The Ohio 12th District Court of Appeals recently upheld a lower court’s injunction against two former employees and their new employer in light of defendants’ apparent breach of duty of loyalty, misappropriation of trade secrets, and tortious interference with business relations. DK Prods., Inc. v. Miller, Case No. CA2008-05-060, 2009 WL 243089 (Ohio Ct. App. 12 Dist. Feb. 2, 2009)

System Cycle, a branch of DK Products, Inc., located in Springboro, Ohio, distributes BMX bicycles, parts and accessories to bicycle retailers throughout the United States. System Cycle employed Matthew Miller and Charles Johantges until System Cycle learned that Miller and Johantges had disclosed sensitive financial information to vendors and attempted to broker distribution deals on behalf of Two Zero Distribution, Inc., a company created by Miller while Miller and Johantges were still employed by System Cycle (“Two Zero”). Per a Dayton Daily News article discussing the case, System Cycle learned about Miller and Johantges’s activities by intercepting an e-mail from the defendants to one of System Cycle’s customers.

The Ohio courts granted System Cycle ’s request for injunctive relief on each of the counts in the complaint, rejecting each and everyone of defendants’ counter-arguments. With respect to System Cycle’s tortious interference claim that defendants improperly interfered with System Cycle’s existing business relationships through improper disclosure of financial information, defendants argued that System Cycle had not showed evidence of malice on their part, but the Court of Appeals declined to find that malice is a necessary showing for a claim of tortious interference. Additionally, there was ample evidence of irreparable harm to System Cycle. Even defendant Miller admitted that his disclosure of confidential financial information regarding System Cycle was “pretty devastating.”

The courts also rejected Defendants’ challenge to the injunction as it related to the trade secret misappropriation claim. Defendants had asserted that the injunction was improper because System Cycle did not proffer evidence that they used System Cycle’s trade secrets Yet, the Court of Appeals pointed to Defendant Miller’s admission that he had discussed certain trade secret information with a vendor, which falls within the definition of “misappropriation” under the Ohio Uniform Trade Secret Act.

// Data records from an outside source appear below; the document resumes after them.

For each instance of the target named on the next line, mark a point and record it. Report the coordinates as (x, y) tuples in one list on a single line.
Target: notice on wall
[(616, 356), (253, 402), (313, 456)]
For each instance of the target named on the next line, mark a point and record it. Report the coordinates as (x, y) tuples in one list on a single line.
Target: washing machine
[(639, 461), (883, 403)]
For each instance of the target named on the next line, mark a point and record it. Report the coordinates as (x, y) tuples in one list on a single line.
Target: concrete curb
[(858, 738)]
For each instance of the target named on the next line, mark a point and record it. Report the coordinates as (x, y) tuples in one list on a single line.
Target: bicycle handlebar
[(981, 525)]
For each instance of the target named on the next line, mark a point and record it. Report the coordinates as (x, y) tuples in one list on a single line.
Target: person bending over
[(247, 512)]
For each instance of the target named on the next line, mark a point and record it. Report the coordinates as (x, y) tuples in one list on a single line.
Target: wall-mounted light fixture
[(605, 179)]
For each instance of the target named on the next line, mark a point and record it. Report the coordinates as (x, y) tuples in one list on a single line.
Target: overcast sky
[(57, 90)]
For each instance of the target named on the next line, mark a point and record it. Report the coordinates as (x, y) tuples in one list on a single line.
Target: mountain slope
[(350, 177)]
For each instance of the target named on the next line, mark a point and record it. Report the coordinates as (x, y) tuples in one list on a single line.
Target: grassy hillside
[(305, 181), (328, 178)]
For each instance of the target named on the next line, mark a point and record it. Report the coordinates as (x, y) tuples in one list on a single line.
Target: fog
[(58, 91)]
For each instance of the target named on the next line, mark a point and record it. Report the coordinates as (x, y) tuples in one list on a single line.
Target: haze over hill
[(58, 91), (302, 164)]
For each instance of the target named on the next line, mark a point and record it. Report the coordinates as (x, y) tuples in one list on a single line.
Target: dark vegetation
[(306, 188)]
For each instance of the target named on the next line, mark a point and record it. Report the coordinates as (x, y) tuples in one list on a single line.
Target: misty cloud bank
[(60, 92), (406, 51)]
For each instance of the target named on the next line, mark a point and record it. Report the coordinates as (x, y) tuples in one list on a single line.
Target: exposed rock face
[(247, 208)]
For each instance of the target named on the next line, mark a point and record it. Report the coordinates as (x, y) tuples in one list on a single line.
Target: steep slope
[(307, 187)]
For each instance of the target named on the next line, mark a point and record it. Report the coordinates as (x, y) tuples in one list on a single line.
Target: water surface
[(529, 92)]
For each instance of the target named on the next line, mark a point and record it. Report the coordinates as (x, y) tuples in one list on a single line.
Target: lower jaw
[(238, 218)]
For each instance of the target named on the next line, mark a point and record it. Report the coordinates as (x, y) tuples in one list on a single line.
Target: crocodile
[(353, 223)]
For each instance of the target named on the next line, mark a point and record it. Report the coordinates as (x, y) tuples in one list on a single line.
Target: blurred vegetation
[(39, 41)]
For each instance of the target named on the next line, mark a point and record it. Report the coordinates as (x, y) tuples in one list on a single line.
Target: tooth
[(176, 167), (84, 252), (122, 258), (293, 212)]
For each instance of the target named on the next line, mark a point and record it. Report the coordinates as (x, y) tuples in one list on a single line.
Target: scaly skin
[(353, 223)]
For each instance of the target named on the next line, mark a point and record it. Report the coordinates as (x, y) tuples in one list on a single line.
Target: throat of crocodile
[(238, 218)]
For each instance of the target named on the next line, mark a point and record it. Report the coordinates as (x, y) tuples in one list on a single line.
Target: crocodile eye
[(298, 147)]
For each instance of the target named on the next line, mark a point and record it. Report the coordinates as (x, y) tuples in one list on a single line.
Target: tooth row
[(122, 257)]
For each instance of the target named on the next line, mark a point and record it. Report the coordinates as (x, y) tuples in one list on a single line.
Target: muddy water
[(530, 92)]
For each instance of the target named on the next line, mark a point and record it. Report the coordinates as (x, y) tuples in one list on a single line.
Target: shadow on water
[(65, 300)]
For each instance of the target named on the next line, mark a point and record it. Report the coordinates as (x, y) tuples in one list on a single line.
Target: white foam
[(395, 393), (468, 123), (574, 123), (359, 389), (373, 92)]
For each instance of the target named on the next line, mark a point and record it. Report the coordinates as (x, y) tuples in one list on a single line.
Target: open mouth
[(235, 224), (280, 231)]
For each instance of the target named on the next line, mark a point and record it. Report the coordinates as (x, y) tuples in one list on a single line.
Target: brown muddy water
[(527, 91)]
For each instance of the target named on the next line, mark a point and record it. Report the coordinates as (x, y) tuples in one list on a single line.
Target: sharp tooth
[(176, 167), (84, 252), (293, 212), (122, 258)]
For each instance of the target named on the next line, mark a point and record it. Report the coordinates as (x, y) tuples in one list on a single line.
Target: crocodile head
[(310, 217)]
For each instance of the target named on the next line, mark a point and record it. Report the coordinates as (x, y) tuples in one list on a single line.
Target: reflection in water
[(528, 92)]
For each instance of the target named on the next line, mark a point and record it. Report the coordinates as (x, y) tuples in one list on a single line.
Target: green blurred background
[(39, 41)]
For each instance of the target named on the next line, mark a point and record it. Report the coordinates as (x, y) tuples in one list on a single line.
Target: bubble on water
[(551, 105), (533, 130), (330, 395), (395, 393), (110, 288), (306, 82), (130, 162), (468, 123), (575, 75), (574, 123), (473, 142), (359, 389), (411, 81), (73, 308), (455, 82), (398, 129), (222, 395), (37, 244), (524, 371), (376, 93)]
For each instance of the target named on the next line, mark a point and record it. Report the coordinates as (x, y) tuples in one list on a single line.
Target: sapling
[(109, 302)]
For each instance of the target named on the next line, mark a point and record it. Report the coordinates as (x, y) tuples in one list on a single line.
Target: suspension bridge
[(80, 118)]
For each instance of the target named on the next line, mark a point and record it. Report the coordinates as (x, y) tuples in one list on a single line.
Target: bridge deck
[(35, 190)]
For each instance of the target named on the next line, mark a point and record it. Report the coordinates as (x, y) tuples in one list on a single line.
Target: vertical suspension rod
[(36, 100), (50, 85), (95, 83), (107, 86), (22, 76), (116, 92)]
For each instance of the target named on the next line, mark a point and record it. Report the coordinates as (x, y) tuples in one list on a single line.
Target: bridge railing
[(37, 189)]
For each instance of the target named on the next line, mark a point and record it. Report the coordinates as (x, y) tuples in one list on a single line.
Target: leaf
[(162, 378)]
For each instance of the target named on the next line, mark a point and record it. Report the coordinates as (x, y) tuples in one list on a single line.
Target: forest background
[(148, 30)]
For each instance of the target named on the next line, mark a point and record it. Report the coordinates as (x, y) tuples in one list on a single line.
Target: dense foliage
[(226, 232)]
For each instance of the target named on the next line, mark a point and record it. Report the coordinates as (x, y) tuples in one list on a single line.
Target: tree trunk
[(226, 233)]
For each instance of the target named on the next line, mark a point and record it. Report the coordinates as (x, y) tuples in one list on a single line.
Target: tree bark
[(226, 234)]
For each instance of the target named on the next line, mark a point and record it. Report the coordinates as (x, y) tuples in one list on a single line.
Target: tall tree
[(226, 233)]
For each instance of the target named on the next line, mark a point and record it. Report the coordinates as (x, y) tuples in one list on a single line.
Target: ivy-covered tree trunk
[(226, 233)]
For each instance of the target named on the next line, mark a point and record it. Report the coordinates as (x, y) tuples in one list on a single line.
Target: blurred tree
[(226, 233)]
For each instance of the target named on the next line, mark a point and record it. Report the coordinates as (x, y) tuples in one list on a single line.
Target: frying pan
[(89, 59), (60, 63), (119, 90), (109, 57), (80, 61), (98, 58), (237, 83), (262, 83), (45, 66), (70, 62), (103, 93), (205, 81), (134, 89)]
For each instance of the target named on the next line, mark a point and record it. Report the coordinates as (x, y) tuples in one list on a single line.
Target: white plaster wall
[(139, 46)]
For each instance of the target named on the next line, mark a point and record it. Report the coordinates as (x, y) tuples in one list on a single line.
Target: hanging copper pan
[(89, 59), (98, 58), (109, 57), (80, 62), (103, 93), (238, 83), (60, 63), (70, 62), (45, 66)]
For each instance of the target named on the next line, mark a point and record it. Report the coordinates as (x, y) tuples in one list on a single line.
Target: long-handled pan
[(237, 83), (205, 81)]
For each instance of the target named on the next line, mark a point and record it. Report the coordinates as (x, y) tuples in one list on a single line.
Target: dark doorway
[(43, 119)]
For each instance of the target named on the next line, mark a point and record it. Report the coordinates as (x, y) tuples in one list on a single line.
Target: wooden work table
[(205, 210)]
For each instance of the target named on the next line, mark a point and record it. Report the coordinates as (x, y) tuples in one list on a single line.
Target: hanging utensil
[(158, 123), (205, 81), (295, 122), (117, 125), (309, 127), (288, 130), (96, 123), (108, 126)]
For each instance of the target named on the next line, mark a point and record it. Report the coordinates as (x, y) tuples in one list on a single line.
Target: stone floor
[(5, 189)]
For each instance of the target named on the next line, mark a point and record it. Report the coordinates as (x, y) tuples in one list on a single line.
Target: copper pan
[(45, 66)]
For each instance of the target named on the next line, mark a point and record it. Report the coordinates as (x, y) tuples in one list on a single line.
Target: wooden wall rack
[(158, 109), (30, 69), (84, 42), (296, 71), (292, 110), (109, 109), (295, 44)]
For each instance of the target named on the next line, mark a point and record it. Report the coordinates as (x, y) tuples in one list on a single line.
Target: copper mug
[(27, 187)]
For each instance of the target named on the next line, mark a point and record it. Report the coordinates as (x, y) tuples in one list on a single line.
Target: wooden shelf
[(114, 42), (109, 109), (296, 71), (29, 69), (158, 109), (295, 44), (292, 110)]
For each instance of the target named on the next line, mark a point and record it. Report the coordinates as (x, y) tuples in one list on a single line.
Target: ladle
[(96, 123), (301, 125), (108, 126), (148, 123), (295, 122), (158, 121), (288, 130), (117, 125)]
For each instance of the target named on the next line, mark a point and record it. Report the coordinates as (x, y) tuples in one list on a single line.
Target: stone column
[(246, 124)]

Defendants’ final challenge was to the injunction as a remedy for the apparent breach of defendants’ duties of good faith and loyalty. The defendants contended that System Cycle failed to show irreparable injury in connection with this claim, but the defense fell on deaf ears. The Court of Appeals deflected that criticism by pointing to the very real potential for irreparable injury in connection with the other two claims.

As a result, the Court of Appeals affirmed the trial court’s order enjoining Defendants from solicitng System Cycle’s customers and from misappropriating System Cycle’s confidential information for the benefit of Two Zero. The case now returns to the trial court, where System Cycle may pursue a permanent injunction and money damages.

The key to System Cycle’s success likely had much to do with the early interception of the e-mail from Miller to a System Cycle customer. Procedures designed to prevent the loss of trade secrets through electronic means are becoming more commonplace and more important to protecting a company’s intellectual property.